Topical introduces a deep learning model that can automatically tag source code repositories with semantic labels. Topical incorporates an embedding mechanism that projects the textual information, the full dependencies graph, and the source code structure into a common representational embedding that exploits the synergies between these domains.
We develop a GitHub Crawler combining the official API with page scraping for additional metadata (git commits, repository tree, etc.). GitHub repositories are often classified by its owner using hand-picked topics, which can contain abbreviation, typos, and repetitions. Because of the large variations in topic names, GitHub also defines 480 featured topics, a limited number of predefined topics to be associated with the repository by its owner. In order to have a unique label for each category, the crawler maps the non-featured topics (hand-picked) to the GitHub featured topics using partial tokens matching methods relying on Levenshtein distance.
To scrap the dataset, execute this command line from the crawler
directory :
python api\github_crawler.py --topics topics.json
after ensuring that the crawler
directory contains a JSON file with the topics to scrap (either as a simple list or as a nested directory). The above topics.json is just an example of how to add topics for the crawler.

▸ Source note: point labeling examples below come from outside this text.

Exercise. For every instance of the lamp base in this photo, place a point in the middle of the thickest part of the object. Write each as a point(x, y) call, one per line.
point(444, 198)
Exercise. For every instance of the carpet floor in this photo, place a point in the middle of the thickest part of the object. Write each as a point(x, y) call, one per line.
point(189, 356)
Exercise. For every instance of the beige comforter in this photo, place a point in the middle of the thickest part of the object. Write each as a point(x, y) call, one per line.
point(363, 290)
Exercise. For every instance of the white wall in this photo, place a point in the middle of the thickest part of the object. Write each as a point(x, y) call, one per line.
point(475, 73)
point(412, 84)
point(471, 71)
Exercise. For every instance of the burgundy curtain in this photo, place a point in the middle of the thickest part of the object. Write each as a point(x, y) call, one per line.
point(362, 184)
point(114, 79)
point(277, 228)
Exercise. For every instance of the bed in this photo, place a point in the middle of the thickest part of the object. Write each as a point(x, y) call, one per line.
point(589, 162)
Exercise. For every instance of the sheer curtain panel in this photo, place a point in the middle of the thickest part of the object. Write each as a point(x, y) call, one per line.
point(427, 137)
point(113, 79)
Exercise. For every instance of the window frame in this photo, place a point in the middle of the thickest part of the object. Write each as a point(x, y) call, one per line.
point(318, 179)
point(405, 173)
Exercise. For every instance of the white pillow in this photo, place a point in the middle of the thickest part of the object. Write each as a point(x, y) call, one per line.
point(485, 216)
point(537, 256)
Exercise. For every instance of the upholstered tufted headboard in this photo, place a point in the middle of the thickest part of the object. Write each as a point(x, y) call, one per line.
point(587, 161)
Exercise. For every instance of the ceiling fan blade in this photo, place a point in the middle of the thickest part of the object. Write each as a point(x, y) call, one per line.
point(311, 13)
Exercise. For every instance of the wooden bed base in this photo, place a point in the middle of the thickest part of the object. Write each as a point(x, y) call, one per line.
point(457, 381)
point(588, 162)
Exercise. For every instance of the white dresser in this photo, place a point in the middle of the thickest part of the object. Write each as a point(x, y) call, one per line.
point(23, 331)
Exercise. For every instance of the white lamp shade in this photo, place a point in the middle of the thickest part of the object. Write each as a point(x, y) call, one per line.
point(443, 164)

Please see examples/featured_topics.json for our the tags used for our specific use case and also examples/dataset.zip for the zip of the dataset used also. As stated above, you can re-create the 20 topics and dataset using featured_topics.json
python api\github_crawler.py --topics examples/featured_topics.json
This repository is maintained to fix bugs and ensure the stability of the existing codebase. However, please note that the team does not plan to introduce new features or enhancements in the future.
Once your dataset is ready, we want to generate the DataFrame
containing the repositories informations and script embeddings
To do so, execute this command from the Topical
folder, making sure your dataset is in a dataset
folder in the Topical
folder:
python compute_embeddings.py
Once the DataFrame
containing all the informations has been generated, you can simply execute the Topical classification head, from the same Topical
directory:
python run.py
To change one of the training paramater, display all the available arguments from the Topical
directory:
python run.py --help